The dog looked again at the broken city in the painting.

"He must be quite important to you."

"A friend. That's rare enough. An ally. He understood my ways, and appreciated my art."

"Your paintings?"

"Other creations. I did not always limit myself to paint."

"You were saying something about anchors."

"Yes... we change. Not always as dramatically as your mistress, but we do. Constantly, in small or large ways, depending on how we are seen, how we are perceived. Sometimes, when we are pleased with what we are, we do not wish to change. We find an anchor."

"To remember you..."

"To remember is not enough. The anchor must have weight to face the waves of countless other perceptions, without in turn being swayed by them. The Goblin King is an admirable anchor."

"Why give him up?"

"I knew I'd walk another path." Destruction picked a napkin off the table and began to twist it into loops. "We met at neutral ground - the sunken city of Atlantis. All of us took part in her fall, and we return there whenever we need to work together."
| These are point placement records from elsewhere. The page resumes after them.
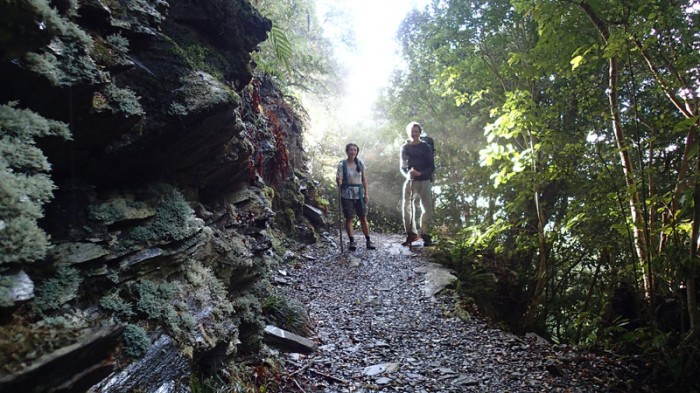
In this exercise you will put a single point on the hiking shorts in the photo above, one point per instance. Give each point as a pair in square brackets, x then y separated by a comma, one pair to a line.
[352, 207]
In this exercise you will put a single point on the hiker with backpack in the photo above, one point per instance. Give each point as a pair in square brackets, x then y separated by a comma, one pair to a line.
[354, 195]
[417, 165]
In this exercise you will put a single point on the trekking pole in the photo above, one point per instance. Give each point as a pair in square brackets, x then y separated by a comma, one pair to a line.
[340, 218]
[410, 187]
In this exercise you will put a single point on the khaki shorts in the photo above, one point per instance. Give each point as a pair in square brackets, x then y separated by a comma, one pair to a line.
[352, 207]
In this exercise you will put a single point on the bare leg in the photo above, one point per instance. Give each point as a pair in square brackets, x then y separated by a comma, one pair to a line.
[348, 227]
[364, 225]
"I thought you said this Goblin King brought his kingdom with him."

"He did. A spider in his web; that's what he reminds me of. Jareth is at the centre of his own world - the geography of his land reflects that. A castle forms about him, surrounded by a maze."

"Sounds uncomfortable."

"It does not move as often as you might believe. For our discussion, it did. It had to. My Brother and Sibling needed to see it. If the patronship were to be transferred, his kingdom could have no foothold in my realm."


He wore a Selkie's costume to the meeting. He had a right to it, on his mother's side, though for him the seal-skin was merely ornamental. His breeches were of naga scale, and his waistcoat threaded silver. His shirt...

You're right, Barnabas. You don't care much for clothes. I mention them so that you'll know the impression he made on his prospective patrons.

He was shining. Radiant. Desire wanted him for itself, and Dream was intrigued. There was no hiding that. For all we're family of sorts, those two are rivals - that each wanted the prize only made it the more attractive.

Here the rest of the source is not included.